ECLI:NL:HR:2021:1455

Hoge Raad

Datum uitspraak
8 oktober 2021
Publicatiedatum
7 oktober 2021
Zaaknummer
19/05435
Instantie
Hoge Raad
Type
Uitspraak
Procedures
  • Cassatie
Vindplaatsen
  • Rechtspraak.nl
AI samenvatting door LexboostAutomatisch gegenereerd

Cassatie tegen uitspraak Gerechtshof Arnhem-Leeuwarden over vennootschapsbelastingaanslagen

In deze zaak heeft de Hoge Raad op 8 oktober 2021 uitspraak gedaan in een cassatieprocedure die was ingesteld door [X] B.V. tegen de Staatssecretaris van Financiën. De zaak betreft de aan belanghebbende opgelegde aanslagen in de vennootschapsbelasting voor de jaren 2012 en 2013. De belanghebbende had eerder hoger beroep ingesteld tegen een uitspraak van de Rechtbank Gelderland, die op haar beurt de beslissingen van de Belastingdienst had bevestigd. De belanghebbende, vertegenwoordigd door J.T. Schlepers, stelde in cassatie een middel voor tegen de uitspraak van het Gerechtshof Arnhem-Leeuwarden, die op 22 oktober 2019 had plaatsgevonden.

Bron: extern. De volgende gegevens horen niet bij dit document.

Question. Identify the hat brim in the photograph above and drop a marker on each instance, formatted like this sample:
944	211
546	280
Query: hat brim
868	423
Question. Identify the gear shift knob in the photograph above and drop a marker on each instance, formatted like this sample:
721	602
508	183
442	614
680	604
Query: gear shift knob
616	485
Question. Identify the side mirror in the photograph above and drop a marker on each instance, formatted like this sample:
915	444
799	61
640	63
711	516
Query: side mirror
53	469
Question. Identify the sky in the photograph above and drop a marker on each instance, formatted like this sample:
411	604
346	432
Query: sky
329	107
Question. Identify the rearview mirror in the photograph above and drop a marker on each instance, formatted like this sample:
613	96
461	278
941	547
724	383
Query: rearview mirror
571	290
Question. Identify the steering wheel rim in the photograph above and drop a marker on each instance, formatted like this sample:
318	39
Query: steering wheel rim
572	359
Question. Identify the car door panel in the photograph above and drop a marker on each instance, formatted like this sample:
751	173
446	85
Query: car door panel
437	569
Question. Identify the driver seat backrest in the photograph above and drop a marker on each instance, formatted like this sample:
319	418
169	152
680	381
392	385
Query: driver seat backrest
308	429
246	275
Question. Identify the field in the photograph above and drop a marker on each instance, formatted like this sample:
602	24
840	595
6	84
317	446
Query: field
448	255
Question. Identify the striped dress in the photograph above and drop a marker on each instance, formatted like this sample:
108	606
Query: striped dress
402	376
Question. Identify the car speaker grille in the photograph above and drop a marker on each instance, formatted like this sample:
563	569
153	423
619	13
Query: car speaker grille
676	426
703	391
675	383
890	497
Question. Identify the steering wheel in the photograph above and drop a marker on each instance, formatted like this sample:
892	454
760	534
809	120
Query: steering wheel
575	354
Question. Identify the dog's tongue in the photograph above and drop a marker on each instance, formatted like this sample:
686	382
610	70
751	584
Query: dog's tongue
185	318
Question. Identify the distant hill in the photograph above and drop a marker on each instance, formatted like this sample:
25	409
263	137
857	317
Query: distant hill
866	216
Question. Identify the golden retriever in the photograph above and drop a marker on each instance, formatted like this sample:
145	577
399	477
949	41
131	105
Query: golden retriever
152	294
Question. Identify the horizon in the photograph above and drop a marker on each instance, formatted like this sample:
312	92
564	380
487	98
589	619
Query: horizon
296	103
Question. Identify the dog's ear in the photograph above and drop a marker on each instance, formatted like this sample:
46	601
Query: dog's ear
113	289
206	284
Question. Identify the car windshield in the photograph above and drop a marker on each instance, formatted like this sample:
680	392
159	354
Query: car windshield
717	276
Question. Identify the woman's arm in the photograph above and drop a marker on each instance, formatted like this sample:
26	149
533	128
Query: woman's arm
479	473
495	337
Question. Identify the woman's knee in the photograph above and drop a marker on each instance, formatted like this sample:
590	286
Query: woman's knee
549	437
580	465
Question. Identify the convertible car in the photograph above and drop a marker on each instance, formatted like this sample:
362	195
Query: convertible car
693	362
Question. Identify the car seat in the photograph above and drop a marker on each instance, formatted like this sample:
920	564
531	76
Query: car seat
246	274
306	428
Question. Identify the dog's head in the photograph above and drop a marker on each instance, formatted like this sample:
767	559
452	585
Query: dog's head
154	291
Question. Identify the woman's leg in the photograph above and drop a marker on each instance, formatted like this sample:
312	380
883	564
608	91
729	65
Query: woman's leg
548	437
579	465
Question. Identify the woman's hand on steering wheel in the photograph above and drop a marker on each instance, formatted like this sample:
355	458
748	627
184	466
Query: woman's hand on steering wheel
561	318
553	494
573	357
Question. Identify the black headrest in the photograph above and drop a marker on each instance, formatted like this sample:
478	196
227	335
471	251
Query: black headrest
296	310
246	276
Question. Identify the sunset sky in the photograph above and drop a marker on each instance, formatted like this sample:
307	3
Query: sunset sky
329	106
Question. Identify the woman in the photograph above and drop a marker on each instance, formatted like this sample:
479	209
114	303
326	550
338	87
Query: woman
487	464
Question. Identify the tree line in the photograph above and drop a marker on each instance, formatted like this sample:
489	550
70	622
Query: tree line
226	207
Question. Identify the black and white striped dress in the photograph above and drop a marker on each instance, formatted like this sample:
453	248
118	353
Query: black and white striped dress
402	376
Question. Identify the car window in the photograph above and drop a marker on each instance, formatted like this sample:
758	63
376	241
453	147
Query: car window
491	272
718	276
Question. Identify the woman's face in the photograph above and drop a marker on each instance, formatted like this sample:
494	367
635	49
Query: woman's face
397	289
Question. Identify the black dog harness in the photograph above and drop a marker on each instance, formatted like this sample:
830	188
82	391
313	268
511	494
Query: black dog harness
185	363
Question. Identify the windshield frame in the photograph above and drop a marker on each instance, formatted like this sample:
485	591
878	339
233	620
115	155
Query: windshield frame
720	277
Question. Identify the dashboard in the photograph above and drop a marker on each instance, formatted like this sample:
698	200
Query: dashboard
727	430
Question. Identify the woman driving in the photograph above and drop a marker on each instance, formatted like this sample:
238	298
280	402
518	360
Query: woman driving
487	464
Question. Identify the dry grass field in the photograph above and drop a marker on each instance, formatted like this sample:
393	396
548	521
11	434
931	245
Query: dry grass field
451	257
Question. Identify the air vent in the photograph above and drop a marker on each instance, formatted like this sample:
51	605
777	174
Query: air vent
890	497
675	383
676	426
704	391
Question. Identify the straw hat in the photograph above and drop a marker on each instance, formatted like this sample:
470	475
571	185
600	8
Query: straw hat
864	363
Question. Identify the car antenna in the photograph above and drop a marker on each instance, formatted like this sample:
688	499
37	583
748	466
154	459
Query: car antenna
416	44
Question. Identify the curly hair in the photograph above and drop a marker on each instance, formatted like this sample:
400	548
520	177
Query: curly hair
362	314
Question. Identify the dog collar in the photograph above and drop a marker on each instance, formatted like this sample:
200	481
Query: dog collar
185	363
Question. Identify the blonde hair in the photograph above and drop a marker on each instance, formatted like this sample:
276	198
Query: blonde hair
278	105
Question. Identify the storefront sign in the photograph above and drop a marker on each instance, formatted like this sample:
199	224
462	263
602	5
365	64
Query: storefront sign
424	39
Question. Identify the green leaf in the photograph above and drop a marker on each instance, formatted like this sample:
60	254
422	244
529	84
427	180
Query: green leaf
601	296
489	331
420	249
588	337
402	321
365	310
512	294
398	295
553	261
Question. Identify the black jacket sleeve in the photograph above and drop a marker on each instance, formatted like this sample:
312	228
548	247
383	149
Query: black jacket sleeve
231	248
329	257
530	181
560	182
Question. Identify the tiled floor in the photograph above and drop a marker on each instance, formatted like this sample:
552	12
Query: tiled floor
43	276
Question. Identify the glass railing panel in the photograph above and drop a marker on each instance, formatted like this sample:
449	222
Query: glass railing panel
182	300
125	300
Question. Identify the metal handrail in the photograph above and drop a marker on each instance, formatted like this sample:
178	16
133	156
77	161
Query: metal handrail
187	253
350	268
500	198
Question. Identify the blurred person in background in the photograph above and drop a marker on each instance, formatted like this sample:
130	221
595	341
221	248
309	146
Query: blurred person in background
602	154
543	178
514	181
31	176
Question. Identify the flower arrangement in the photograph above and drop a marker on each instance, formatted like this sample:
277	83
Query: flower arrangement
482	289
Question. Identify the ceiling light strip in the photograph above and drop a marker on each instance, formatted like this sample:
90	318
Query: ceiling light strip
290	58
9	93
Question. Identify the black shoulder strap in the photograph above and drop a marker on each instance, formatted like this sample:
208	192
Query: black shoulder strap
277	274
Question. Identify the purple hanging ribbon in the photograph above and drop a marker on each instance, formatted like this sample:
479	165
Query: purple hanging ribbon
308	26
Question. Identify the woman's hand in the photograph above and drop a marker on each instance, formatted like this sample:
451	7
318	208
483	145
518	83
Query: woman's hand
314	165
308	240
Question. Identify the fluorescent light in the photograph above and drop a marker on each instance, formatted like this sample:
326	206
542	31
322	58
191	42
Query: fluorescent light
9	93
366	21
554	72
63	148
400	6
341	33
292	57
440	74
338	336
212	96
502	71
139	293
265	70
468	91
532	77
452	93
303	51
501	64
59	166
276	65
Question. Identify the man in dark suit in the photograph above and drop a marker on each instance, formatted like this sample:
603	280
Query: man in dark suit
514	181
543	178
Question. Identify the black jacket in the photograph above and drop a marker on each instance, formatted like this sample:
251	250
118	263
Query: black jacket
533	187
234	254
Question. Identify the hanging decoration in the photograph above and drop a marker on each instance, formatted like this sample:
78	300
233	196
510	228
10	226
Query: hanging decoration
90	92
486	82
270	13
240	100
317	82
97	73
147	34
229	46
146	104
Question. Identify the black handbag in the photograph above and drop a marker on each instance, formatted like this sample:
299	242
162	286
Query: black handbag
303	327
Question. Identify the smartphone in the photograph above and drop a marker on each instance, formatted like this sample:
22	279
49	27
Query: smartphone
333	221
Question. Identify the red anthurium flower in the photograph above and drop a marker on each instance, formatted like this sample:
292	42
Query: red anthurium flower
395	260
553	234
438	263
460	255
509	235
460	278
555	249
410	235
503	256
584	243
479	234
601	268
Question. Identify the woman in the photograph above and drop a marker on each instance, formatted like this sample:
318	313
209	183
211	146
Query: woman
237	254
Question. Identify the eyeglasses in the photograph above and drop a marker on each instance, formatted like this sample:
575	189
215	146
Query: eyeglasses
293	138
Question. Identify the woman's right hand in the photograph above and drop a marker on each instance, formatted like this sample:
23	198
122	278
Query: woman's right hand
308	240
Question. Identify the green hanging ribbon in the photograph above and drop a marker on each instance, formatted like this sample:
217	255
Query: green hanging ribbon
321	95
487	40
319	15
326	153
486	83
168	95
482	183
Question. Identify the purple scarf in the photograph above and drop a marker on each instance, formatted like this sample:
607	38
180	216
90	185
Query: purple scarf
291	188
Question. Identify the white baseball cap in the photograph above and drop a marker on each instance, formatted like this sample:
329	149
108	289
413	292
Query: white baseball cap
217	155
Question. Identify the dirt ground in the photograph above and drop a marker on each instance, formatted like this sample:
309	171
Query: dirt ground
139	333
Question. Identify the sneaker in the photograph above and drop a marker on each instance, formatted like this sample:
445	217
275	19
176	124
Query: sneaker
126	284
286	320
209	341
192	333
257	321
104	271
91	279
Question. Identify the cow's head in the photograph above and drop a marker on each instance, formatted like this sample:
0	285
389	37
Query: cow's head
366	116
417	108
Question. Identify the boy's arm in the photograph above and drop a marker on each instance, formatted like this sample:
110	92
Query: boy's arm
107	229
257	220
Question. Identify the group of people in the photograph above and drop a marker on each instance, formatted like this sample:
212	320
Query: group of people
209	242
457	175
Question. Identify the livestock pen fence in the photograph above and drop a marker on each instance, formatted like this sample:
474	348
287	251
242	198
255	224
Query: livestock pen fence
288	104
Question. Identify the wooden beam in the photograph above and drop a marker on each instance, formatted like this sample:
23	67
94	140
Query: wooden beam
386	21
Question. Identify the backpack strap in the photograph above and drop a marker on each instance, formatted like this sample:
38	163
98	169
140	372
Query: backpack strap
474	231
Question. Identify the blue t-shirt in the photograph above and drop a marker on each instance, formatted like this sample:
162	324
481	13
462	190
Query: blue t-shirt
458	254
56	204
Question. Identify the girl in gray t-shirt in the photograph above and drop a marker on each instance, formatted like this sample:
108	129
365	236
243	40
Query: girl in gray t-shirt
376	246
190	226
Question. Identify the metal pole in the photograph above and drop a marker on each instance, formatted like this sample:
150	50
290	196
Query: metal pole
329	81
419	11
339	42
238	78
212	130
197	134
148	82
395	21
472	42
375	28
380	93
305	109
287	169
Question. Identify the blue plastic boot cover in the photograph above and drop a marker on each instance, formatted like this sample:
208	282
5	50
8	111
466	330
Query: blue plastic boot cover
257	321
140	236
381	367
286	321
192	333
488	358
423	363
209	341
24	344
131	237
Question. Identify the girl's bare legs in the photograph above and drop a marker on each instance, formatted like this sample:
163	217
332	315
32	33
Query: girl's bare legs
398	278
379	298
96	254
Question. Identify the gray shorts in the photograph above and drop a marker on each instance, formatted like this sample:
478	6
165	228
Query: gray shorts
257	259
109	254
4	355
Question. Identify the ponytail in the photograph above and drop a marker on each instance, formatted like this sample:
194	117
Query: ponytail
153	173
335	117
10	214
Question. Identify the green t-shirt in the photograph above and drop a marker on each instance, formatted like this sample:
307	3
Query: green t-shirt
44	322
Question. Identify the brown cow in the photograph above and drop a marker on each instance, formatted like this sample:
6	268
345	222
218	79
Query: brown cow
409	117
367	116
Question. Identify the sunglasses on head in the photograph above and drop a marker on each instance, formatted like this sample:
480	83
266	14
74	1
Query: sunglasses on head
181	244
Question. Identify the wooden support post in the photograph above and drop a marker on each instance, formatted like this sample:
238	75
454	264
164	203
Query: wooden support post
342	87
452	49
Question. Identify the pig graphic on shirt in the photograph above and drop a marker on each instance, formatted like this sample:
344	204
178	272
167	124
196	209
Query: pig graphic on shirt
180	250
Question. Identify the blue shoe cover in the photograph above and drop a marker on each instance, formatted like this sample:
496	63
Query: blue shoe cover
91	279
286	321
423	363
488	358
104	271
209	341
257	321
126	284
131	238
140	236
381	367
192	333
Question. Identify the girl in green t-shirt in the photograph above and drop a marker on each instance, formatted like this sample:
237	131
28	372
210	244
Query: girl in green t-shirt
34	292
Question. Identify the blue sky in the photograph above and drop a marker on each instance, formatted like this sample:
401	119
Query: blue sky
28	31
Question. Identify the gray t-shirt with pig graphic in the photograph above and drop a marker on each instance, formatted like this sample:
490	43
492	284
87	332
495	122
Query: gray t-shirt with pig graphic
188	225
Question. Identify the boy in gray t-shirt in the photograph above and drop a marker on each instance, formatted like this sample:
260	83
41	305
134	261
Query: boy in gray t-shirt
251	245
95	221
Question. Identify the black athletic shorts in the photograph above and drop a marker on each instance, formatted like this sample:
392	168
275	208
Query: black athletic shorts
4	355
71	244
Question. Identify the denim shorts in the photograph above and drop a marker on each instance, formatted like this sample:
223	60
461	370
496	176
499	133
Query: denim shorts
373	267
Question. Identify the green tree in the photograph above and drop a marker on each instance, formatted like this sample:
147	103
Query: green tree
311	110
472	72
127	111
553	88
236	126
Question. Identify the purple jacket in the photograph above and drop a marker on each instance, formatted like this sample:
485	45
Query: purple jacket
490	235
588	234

De Hoge Raad heeft het middel beoordeeld en geconcludeerd dat het niet kan leiden tot vernietiging van de uitspraak van het Hof. De Hoge Raad heeft in zijn oordeel geen verdere motivering gegeven, aangezien het middel niet relevant was voor de eenheid of ontwikkeling van het recht, zoals vereist onder artikel 81, lid 1, van de Wet op de rechterlijke organisatie. De Hoge Raad heeft ook geen aanleiding gezien om de Staatssecretaris te veroordelen in de proceskosten.

Uiteindelijk heeft de Hoge Raad het beroep in cassatie ongegrond verklaard, waarmee de uitspraak van het Gerechtshof in stand blijft. Dit arrest is openbaar uitgesproken door de vice-president M.E. van Hilten, samen met de raadsheren E.F. Faase en J.A.R. van Eijsden, in aanwezigheid van de waarnemend griffier E. Cichowski.

Uitspraak

HOGE RAAD DER NEDERLANDEN
BELASTINGKAMER
Nummer19/05435
Datum8 oktober 2021
ARREST
in de zaak van
[X] B.V. te [Z] (hierna: belanghebbende)
tegen
de STAATSSECRETARIS VAN FINANCIËN
op het beroep in cassatie tegen de uitspraak van het Gerechtshof Arnhem-Leeuwarden van 22 oktober 2019, nrs. 18/00829 en 18/00830, op het hoger beroep van belanghebbende tegen een uitspraak van de Rechtbank Gelderland (nrs. AWB 16/5651 en 16/5652) betreffende de aan belanghebbende voor de jaren 2012 en 2013 opgelegde aanslagen in de vennootschapsbelasting.

1.Geding in cassatie

Belanghebbende, vertegenwoordigd door J.T. Schlepers, heeft tegen de uitspraak van het Hof beroep in cassatie ingesteld en daarbij een middel voorgesteld.
De Staatssecretaris, vertegenwoordigd door [P] Blieck, heeft een verweerschrift ingediend.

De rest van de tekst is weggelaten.